Homeowners who are underwater in their homes or have no other options to avoid foreclosure are often counseled to use a deed in lieu of foreclosure to give their property back to the bank. In the right situation, this solution can be quite appropriate and will allow the owners to avoid the worst consequences of having their house taken away from them. While there are numerous benefits to the deed in lieu, one of the most important is how it can positively affect the credit history of homeowners attempting to recover after their financial hardship.
There are two reasons, one direct and other indirect, that a deed in lieu of foreclosure is better on homeowners’ credit reports than seeing the house lost to a sheriff sale and having a full foreclosure reflected on their history. However, it should be noted that the deed in lieu is only one step better than the foreclosure, so it will not do much to improve the credit score. It’s main benefit will be to prevent the worst of the credit damage that foreclosure can cause.
The direct reason that giving a deed in lieu can have a positive effect on homeowner’ credit is that it shows the owners did something to save the home before the lawsuit had proceeded to the end and the property was sold at a public auction. The bank accepts the deed in lieu as payment in full of the defaulted mortgage, but they can only do this if the homeowners offer the deed in the first place. So even offering to give the property back to the bank shows that the owners took a proactive step in solving the problem, even if they were just admitting that they could not pay back the mortgage.
This shows other lenders that, although the homeowners fell into a hardship and defaulted on their housing loan, they recognized they could not keep the property and offered to give the collateral back to the bank without a fight or going through a lengthy, costly legal process. Obviously, this is only convenient to the mortgage company, but it indicates to other creditors that the owners are more likely to take responsibility when they fall behind on a loan.
The second reason that the deed in lieu is better for the credit report is that it can end the foreclosure process several months before it would be completed otherwise. When the bank accepts the house back, the mortgage is satisfied in full and the owners no longer have legal title to the house. This means that they are no longer responsible for paying the mortgage and have no other obligations that need to be satisfied. They can get a fresh start on repairing their financial situation without the burden of finding a solution to this particular problem.
How this helps the homeowners’ credit is that they will end the foreclosure process before experiencing a few more late mortgage payments. The fewer late payments they show on their credit report, the better it will look. Numerous missed payments leading up to a full foreclosure ended by a sheriff sale is obviously the worst possible scenario and will have the most damaging effects on a credit history. The deed in lieu ends this trend earlier by giving the house back to the bank before it is auctioned off, and so ends the string of late mortgage payments.

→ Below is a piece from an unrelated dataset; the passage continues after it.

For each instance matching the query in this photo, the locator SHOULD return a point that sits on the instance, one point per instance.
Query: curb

The deed in lieu is not the best option to stop foreclosure, and it does not do a whole lot actually to improve the homeowners’ credit. It’s main benefit is that it is a last-ditch effort when no other options are available, and it can help prevent some of the worst damage of the foreclosure appearing on the credit report. It is not a positive mark on a credit score, but it can prevent even more negative marks from being reported. However, if selling the property or a short sale can be done, these solutions can often present much better results for the long-term financial health of the homeowners than a deed in lieu of foreclosure.